= RIPM Jazz Periodicals =

Searchable database of jazz periodicals

RIPM Jazz Periodicals is a searchable database of full-text, mostly out-of-print, rare jazz periodicals, published by Répertoire international de la presse musicale (Retrospective Index to Music Periodicals), commonly known as RIPM. Updated annually with new full-text journals including full citations, RIPM Jazz Periodicals currently contains 119 American (U.S.) jazz journals and magazines published from 1914 to 2010. A full list of titles, including publication information and sample journal covers, is available on the RIPM Jazz gallery page.

== Background ==
RIPM Jazz Periodicals was developed to preserve and provide access to the historic jazz periodical literature in order to facilitate the study of jazz history and to address a number of longstanding issues that rendered this large body of literature unavailable: (i) most jazz journals and magazines are out-of-print, in poor physical condition, and/or found in very few libraries; (ii) the lack of complete runs; (iii) the difficulty encountered when one attempts to locate specific information within an available source; and, (iv) the difficulty distinguishing those publications that are significant from those of lesser interest, aside from a handful of recognized titles.

== Collaborators ==
In 2014 RIPM and the Institute of Jazz Studies (IJS) at Rutgers University-Newark signed an agreement to collaborate on the creation of RIPM Jazz Periodicals.

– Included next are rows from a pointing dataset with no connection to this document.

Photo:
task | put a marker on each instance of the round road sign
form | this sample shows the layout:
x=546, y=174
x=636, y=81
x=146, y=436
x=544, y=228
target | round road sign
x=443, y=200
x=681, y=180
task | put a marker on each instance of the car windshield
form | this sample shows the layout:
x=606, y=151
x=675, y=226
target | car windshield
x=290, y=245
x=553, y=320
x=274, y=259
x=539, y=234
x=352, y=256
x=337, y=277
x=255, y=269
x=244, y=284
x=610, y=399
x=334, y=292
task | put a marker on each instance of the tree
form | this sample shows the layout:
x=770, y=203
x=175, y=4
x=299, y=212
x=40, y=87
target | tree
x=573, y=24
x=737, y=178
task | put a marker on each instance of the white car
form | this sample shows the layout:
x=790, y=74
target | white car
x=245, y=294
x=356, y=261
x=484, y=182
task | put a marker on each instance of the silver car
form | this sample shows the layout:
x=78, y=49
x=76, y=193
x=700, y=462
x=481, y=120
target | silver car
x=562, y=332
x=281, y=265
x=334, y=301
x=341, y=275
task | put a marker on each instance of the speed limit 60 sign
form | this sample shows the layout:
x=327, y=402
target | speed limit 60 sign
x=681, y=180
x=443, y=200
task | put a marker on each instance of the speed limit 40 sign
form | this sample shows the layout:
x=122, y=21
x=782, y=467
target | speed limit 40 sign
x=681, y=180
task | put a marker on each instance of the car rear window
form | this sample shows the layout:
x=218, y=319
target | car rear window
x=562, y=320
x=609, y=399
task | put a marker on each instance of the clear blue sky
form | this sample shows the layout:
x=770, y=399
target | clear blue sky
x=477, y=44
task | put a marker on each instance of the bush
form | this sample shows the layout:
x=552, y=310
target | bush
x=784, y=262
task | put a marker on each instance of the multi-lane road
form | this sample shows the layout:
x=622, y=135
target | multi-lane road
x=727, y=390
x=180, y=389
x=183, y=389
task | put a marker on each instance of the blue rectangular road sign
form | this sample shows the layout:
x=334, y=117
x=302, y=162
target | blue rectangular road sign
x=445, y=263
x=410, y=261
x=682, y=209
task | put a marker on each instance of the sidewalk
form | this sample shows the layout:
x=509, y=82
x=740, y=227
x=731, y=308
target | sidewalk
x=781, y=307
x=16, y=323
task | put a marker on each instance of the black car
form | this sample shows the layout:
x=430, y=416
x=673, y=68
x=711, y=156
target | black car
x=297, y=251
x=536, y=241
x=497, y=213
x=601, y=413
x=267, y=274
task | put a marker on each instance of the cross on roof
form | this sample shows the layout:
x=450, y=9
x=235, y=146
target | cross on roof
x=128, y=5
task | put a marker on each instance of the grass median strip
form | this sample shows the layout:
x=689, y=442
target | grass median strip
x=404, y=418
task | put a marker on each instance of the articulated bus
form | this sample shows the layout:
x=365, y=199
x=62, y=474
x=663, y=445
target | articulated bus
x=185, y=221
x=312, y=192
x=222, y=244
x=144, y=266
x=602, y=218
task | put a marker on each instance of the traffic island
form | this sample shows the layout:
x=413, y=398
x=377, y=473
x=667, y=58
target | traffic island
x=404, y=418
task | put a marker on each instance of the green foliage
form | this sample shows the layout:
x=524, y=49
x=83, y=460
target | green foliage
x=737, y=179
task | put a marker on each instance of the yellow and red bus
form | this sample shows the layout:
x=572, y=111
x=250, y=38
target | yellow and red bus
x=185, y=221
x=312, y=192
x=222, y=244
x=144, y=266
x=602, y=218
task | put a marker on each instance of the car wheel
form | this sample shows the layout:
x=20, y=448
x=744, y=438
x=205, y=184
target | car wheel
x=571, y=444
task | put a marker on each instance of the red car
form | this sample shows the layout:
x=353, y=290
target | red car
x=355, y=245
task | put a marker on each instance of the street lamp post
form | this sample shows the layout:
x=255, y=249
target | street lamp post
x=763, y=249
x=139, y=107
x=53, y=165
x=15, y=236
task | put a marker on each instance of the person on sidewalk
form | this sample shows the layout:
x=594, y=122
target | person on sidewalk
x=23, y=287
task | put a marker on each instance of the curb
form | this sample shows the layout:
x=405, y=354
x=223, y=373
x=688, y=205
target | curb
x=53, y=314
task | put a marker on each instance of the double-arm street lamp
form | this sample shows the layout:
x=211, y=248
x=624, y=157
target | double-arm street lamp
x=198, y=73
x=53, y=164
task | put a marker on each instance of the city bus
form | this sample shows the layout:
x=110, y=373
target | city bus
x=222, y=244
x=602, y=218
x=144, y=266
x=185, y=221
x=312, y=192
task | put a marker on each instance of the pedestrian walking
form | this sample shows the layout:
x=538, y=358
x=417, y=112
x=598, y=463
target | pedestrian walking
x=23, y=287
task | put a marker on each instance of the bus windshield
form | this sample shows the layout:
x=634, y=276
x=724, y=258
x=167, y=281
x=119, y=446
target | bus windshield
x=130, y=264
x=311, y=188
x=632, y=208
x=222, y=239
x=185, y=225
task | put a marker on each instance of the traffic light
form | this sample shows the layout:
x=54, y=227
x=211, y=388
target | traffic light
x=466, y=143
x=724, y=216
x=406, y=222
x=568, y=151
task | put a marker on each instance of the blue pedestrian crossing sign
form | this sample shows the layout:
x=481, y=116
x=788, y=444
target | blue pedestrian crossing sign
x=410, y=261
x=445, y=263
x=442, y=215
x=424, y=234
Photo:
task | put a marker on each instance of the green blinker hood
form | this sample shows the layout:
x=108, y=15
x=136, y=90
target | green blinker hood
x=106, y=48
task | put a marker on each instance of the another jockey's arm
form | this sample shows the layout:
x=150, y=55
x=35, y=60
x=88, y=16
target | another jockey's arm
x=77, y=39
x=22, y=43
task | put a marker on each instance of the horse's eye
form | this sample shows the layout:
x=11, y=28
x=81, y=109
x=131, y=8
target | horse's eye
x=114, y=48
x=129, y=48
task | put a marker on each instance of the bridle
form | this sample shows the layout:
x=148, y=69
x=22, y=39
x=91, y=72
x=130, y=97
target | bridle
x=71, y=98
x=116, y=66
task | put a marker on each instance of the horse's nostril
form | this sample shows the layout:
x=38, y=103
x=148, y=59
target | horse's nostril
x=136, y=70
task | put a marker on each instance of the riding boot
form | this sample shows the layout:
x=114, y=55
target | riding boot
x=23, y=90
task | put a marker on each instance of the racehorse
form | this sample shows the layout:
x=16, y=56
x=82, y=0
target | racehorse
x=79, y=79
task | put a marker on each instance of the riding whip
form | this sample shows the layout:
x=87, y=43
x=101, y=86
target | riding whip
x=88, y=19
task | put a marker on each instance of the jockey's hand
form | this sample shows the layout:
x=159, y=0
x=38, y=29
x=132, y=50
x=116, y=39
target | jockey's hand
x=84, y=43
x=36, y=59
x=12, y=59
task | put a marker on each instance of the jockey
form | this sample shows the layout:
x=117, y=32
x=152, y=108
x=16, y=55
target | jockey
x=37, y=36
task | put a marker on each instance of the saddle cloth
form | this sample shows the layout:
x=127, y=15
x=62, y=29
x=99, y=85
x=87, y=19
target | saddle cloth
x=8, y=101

In addition, through RIPM’s Partner and Participating Library Program, RIPM gained access to journals in a number of other collections including those of the Library of Congress, Yale University, the University of North Texas, the University of Illinois-Urbana Champaign, Oberlin College, and the Peabody Institute of the Johns Hopkins University—all holding material that complements the IJS collection.